I watched After Earth last night. Yes, on purpose. No, I don’t know what’s wrong with me either. Actually, to be perfectly honest, it’s an excellent hate watch if you’re the kind of person who likes belligerently yelling at their TV screen. Fair warning though, you probably want to arm yourself with alcohol (or the brain-altering chemical of your choice) to numb the pain before attempting a viewing of your own. All that said, there are some valuable lessons for writers to glean from After Earth – namely: how not to structure a story.

After Earth opens with a spacecraft crash in progress. It’s a big, dramatic scene where two characters we know nothing about are in mortal danger. The craft explodes then we see what appears to be the lone survivor waking up on a planet. At which point the movie immediately shifts to a montage, overlaid with a narrative voice over giving us an info dump about the history of the world. Which is followed by a flashback designed to make us care about the characters we just saw crash. Which is followed by a flashback within a flashback designed to… You know what? I don’t care anymore.

This opening is a classic example of a trap many writers fall into, especially those just starting out in learning their craft. They write a wonderful, flashy opening to grab the reader, and then they bring the story to a grinding halt. They step back and explain their world, who their characters are, how they got there, and why the reader should care. A killer hook is a fine thing, but it cannot stand alone. Catching the reader’s attention is just the first step; you have to give them a reason to keep reading once their attention is yours.

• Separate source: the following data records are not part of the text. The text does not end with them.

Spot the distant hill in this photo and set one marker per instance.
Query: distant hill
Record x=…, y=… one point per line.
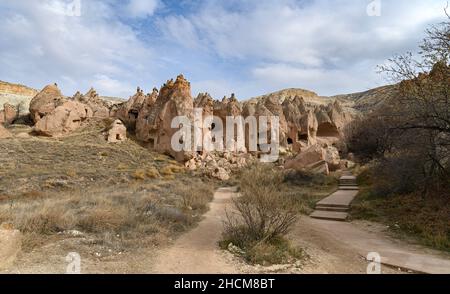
x=363, y=101
x=17, y=94
x=370, y=100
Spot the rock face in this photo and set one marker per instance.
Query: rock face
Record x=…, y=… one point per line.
x=129, y=111
x=15, y=89
x=45, y=102
x=154, y=128
x=117, y=132
x=10, y=246
x=65, y=118
x=9, y=114
x=4, y=133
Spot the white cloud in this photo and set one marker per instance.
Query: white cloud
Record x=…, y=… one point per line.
x=142, y=8
x=40, y=45
x=319, y=44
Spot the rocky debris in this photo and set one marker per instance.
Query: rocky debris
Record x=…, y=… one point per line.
x=320, y=167
x=10, y=245
x=4, y=133
x=219, y=165
x=221, y=174
x=129, y=111
x=45, y=102
x=9, y=114
x=154, y=128
x=317, y=159
x=117, y=132
x=65, y=118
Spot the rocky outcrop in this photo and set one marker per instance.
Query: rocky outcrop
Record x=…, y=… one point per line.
x=316, y=159
x=154, y=128
x=100, y=108
x=65, y=118
x=117, y=132
x=4, y=133
x=9, y=114
x=15, y=89
x=219, y=165
x=129, y=111
x=45, y=102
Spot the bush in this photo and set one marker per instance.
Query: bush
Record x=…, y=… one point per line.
x=263, y=215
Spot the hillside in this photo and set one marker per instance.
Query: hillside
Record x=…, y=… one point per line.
x=369, y=100
x=16, y=94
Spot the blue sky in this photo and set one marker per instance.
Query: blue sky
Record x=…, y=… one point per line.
x=247, y=47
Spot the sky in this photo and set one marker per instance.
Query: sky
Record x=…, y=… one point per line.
x=247, y=47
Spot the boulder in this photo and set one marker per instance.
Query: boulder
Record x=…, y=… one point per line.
x=4, y=133
x=221, y=174
x=320, y=167
x=45, y=102
x=99, y=107
x=9, y=114
x=332, y=157
x=64, y=119
x=306, y=157
x=117, y=132
x=10, y=246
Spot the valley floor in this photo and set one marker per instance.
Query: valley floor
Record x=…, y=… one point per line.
x=333, y=247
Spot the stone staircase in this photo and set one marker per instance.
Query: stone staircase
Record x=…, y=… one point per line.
x=335, y=207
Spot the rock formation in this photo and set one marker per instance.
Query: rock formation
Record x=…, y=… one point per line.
x=65, y=118
x=129, y=111
x=117, y=132
x=100, y=108
x=4, y=133
x=45, y=102
x=154, y=128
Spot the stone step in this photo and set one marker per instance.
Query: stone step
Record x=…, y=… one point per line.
x=351, y=188
x=347, y=183
x=330, y=215
x=334, y=205
x=332, y=208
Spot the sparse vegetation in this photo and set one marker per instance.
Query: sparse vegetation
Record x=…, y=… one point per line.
x=427, y=220
x=111, y=193
x=407, y=182
x=265, y=212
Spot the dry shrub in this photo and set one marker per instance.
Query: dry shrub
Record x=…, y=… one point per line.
x=196, y=199
x=171, y=169
x=153, y=173
x=139, y=174
x=105, y=219
x=263, y=214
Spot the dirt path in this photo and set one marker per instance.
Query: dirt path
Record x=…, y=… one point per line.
x=360, y=238
x=197, y=252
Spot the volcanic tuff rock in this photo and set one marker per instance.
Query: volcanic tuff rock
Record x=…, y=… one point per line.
x=100, y=108
x=174, y=99
x=65, y=118
x=117, y=132
x=4, y=133
x=9, y=114
x=45, y=102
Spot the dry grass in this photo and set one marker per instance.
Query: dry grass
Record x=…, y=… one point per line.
x=265, y=212
x=112, y=193
x=425, y=219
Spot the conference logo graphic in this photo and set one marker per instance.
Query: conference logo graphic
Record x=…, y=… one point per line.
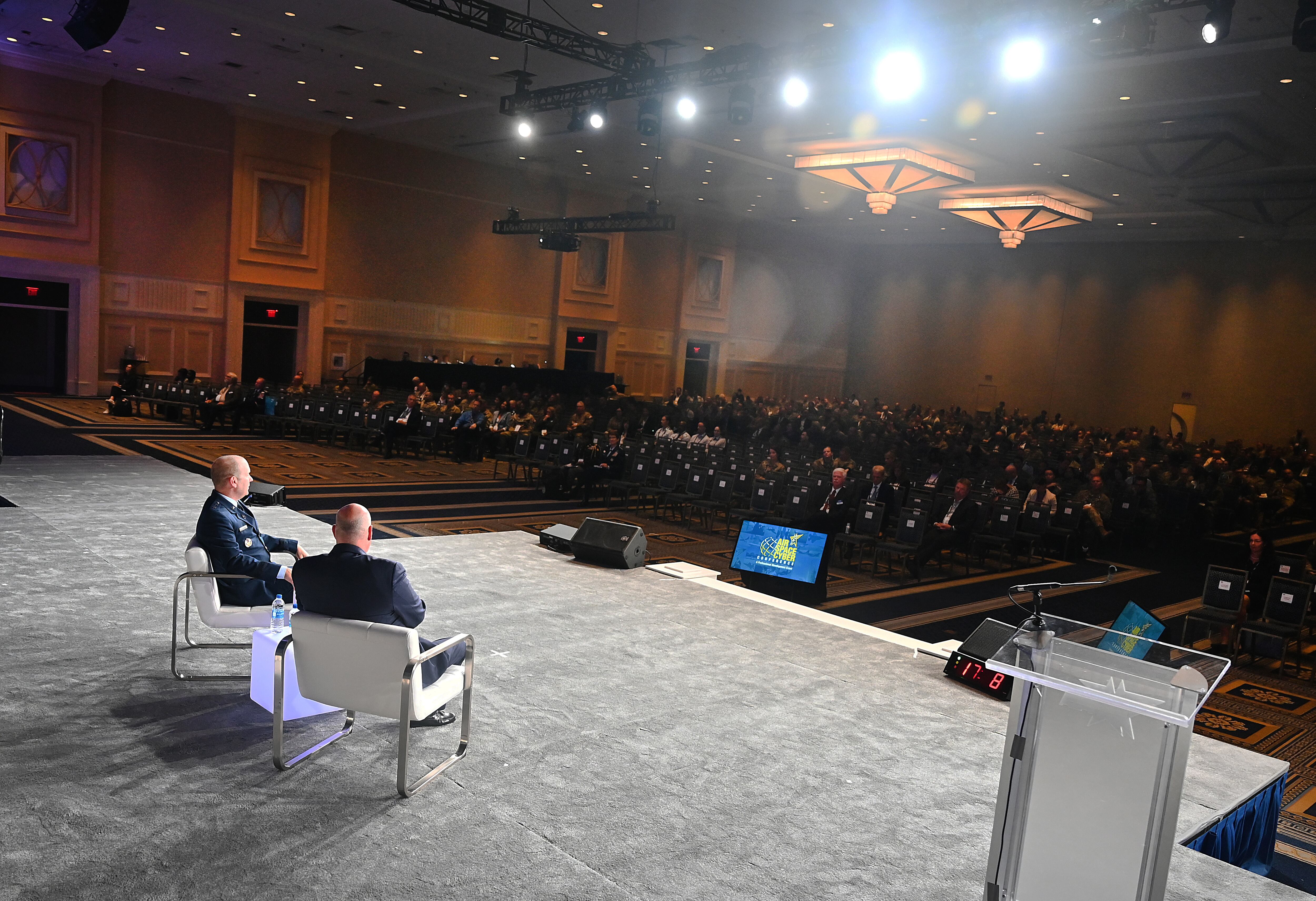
x=780, y=552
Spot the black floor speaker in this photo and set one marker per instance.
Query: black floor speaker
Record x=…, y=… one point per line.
x=265, y=495
x=610, y=544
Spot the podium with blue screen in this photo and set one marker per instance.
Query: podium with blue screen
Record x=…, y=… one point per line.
x=782, y=562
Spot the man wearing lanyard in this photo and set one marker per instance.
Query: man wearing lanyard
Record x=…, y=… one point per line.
x=402, y=427
x=955, y=531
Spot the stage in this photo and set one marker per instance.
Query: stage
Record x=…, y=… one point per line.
x=635, y=736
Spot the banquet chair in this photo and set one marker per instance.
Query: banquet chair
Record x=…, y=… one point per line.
x=211, y=611
x=369, y=668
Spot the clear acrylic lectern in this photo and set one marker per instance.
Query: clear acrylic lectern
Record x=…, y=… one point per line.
x=1098, y=742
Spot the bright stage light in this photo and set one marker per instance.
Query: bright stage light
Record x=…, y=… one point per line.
x=795, y=93
x=899, y=76
x=1023, y=60
x=1219, y=19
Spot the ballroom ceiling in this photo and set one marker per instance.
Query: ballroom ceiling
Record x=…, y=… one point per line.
x=1176, y=141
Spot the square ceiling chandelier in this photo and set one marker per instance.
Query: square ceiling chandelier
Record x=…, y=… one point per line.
x=886, y=173
x=1016, y=216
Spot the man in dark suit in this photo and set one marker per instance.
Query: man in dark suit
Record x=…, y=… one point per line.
x=228, y=532
x=955, y=529
x=228, y=403
x=882, y=492
x=351, y=585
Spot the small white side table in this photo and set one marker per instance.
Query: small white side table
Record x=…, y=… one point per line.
x=264, y=643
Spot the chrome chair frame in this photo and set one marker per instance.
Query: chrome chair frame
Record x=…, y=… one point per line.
x=187, y=637
x=405, y=790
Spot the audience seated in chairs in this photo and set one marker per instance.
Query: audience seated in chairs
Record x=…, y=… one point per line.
x=228, y=532
x=349, y=583
x=953, y=531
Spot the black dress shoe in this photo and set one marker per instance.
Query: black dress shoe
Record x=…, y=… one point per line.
x=440, y=717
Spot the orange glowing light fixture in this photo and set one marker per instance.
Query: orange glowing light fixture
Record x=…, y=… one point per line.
x=886, y=173
x=1016, y=216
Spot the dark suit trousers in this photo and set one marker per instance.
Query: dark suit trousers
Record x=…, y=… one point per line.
x=936, y=542
x=436, y=666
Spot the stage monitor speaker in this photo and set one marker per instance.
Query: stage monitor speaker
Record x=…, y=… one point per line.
x=559, y=539
x=93, y=23
x=610, y=544
x=262, y=494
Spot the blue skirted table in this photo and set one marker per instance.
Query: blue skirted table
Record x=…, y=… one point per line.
x=1245, y=837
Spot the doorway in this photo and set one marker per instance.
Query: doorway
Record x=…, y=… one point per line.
x=269, y=341
x=33, y=336
x=699, y=357
x=582, y=352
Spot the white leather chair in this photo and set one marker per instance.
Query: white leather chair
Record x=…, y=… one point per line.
x=372, y=668
x=211, y=611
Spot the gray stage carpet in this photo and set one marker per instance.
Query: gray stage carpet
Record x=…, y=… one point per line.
x=636, y=737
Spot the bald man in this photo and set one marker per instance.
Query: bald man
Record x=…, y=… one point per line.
x=228, y=532
x=351, y=585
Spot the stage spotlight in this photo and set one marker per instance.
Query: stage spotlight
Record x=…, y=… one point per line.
x=651, y=116
x=1023, y=60
x=740, y=111
x=1305, y=27
x=899, y=76
x=795, y=93
x=1219, y=18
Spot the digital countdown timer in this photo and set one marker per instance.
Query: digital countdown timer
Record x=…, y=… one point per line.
x=976, y=675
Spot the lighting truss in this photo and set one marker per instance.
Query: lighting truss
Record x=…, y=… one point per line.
x=514, y=224
x=741, y=62
x=499, y=22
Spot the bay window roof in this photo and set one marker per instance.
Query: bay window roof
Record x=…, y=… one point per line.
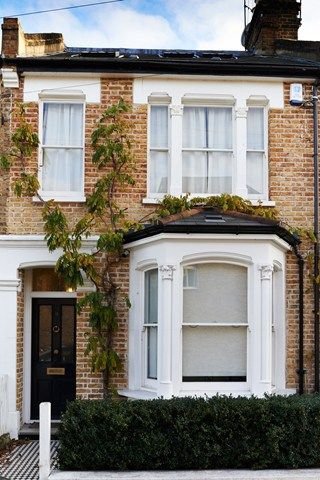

Similarly, there’s nothing wrong with a flashback here and there to deepen the reader’s interest in your characters, but flashbacks shouldn’t be the entire scaffolding your character is built upon. Contrast the opening of After Earth with the first episode of Lost. There’s still a big, dramatic plane crash, an action-filled hook to grab the viewers attention. The episode is still rife with flashbacks as well, but – and this is the important part- they’re interspersed with the present action. The characters in the present time are still taking action. They are trying to survive on the island where they’ve crashed. They’re looking for water and shelter. They’re having conflicts with each other, engaging in power struggles, forging new relationships, and growing as characters. In short, the story is moving forward.

In After Earth, the story does not move forward for a good twenty minutes, maybe longer. The characters are only interesting (and I use that term loosely, because they are not) in the present day because of their back story. Take away the flashback scenes, and we know nothing about the characters. Which begs the question – why should we care about them? Again, there is nothing wrong with flashbacks to deepen characters, but they should grow and change and reveal pieces of themselves in the present day action as well. If you, as a writer, don’t care about the story in the present, why should the reader care? If the present day story isn’t interesting to you, why are you writing it? Maybe there’s a different story you need to tell. The story of the life-changing event that brought your characters to their situation today, and then… The End. Fade to black with your character’s worldview shaken. Leave them knowing nothing will ever be the same. And leave it to the reader to imagine the next chapter, leave them hungry for more, their mind full of where the story could go from there.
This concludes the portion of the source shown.